Saturday, January 20, 2007

Il buono, il brutto & il cattivo (Movie Review #3)


The good:
Notes on a Scandal is probably the best film I saw in 2006... at minimum, it holds the finest performance of the year (Judi Dench as the delightfully evil, aging high school teacher Barbara Covett). While most movies that use a character's narration to thread the film together have little effect, Covett's VO is crucial. You thought Dan was a Bummer? Just wait until you witness Dench's character slide from mere sarcasm into pure darkness. As good as watching Liz Taylor in Who's Afraid of Virginia Woolf? The bad: The Joy of Life, a documentary about suicide on the Golden Gate Bridge (no, not the one that documents poor souls taking the dreaded leap), starts out promising and then commits a sort of suicide of its own. Roughly in three acts, the first is a steady but long reading of a butch diary over beautiful, ghostly static shots of San Francisco. You sort of hanker down and settle into this running narration, mainly because you assume there's a pay-off in the end. It's foreign, terribly personal, and vulnerable, which is another reason you listen in. The second act is a VO film analysis. The third act is a report of the filmmaker's study of the bridge's history of attracting jumpers, told in a manner 180 degrees different than the opening narration - both in tone and content. This Sundance pic from '05 wasn't "ugly," just bad. I ended up feeling really ripped away from what what I was promised in the open. Not a great ride. The ugly: Children of Men.
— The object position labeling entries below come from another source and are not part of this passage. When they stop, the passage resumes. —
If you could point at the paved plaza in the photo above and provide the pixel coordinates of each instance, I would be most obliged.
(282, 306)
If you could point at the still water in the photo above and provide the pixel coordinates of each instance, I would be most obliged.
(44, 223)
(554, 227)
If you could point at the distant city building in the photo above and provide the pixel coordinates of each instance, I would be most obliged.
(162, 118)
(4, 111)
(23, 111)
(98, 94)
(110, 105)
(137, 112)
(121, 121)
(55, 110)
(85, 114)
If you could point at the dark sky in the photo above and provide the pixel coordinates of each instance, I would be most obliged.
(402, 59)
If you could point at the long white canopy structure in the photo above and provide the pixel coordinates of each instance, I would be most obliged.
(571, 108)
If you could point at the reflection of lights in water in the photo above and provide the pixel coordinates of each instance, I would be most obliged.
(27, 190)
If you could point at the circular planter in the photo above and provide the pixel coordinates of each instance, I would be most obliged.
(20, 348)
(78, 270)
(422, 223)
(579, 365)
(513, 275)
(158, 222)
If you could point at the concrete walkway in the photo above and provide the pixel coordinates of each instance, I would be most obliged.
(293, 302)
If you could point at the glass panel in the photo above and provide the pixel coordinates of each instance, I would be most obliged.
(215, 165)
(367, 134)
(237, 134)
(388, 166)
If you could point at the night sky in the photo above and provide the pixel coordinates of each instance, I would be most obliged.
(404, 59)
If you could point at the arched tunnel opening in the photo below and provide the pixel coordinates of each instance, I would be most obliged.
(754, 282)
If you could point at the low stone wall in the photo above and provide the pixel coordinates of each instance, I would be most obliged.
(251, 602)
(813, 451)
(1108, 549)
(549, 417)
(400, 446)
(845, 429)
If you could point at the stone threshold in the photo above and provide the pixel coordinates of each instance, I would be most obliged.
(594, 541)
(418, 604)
While based on an intriguing premise, the film version never really goes anywhere. A looooooong chase and many deaths throughout a bleak landscape (impressive art direction) of the not-so-distant future UK. There were a few nice touches: Clive Owen's un-masculine flip-flops, the un-American-ness of it all, and the odd jarring moments of action were nicely handled. Otherwise, save it for a rental.